21 julho 2011

O GUIA DO MOCHILEIRO DAS GALÁXIAS
Cris Compagnoni dos Reis13:26 0 comentários


A mais de trinta anos esse livro vem divertindo leitores pelo mundo afora, e eu não poderia deixar de saber o porquê, tive que ler também; O GUIA DO MOCHILEIRO DAS GALÁXIAS é completamente diferente de tudo o que já li na minha vida, não tenho parâmetro algum para fazer qualquer tipo de comparação.

Quase desisti de seguir adiante com esse livro algumas vezes, a cada página que eu lia menos eu compreendia do que estava acontecendo, aquilo não fazia sentido nenhum pra mim; então fiquei me questionando porque muita gente gosta tanto desse livro e eu não, o que será que os fãs de Douglas Adams viram nessa história que eu não vejo? E resolvi seguir o aviso estampado na capa no livro: não entrei em pânico, simplesmente continuei lendo.
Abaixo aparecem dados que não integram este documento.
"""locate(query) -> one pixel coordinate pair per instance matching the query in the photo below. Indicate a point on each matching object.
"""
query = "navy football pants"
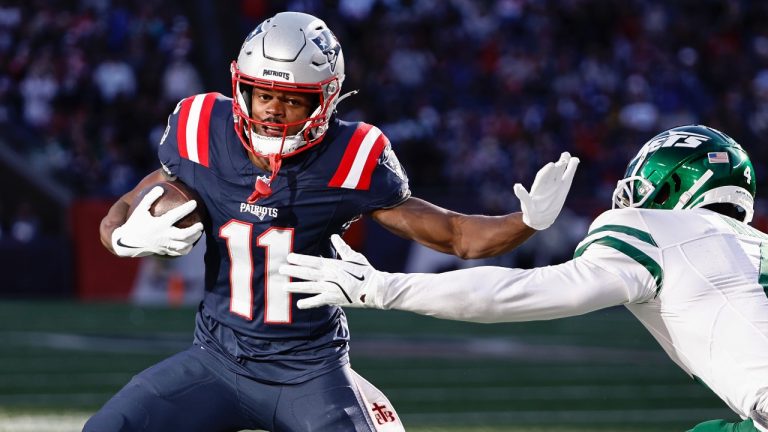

Não sei se é porque acabei me habituando à escrita, ou porque de repente a história começou a fazer algum sentido, só sei que, a partir de certo ponto, eu não consegui mais largar o livro.

Os fatos narrados neste livro aconteceram com Arthur Dent, um inglês comum que não vive um momento muito agradável e repentinamente descobre que seu amigo Ford Perfect é um alienígena que vive há 15 anos na Terra disfarçado, mas isso não é nada se comparado ao que se segue: o planeta é destruído por vogons e os dois conseguem escapar pegando carona em uma nave alienígena. Não é só para mim que isso parece loucura, para o Arthur também; mas essa foi apenas a primeira aventura desse terráqueo que passa a ser o único sobrevivente do seu planeta.


Adams escreve com um humor afiadíssimo, debochando da burocracia, dos políticos, da “alta cultura” e de diversas instituições atuais de um jeito completamente inédito pra mim; ele consegue, simultaneamente, fazer com que o leitor se divirta se questione e reflita muito em coisas como e sentido da vida, por exemplo. Eu nunca tinha parado pra pensar naquele velho clichê: “como somos pequenos diante do universo”, na verdade, acho que nunca parei pra pensar no universo como um todo, um planeta já era suficientemente grande para os meus delírios filosóficos; agora já cogito a hipótese de inserir nesses delírios um planeta fabricado sobre encomenda para mim, com tudo do jeitinho que eu quiser imaginar, indo muito além do catálogo!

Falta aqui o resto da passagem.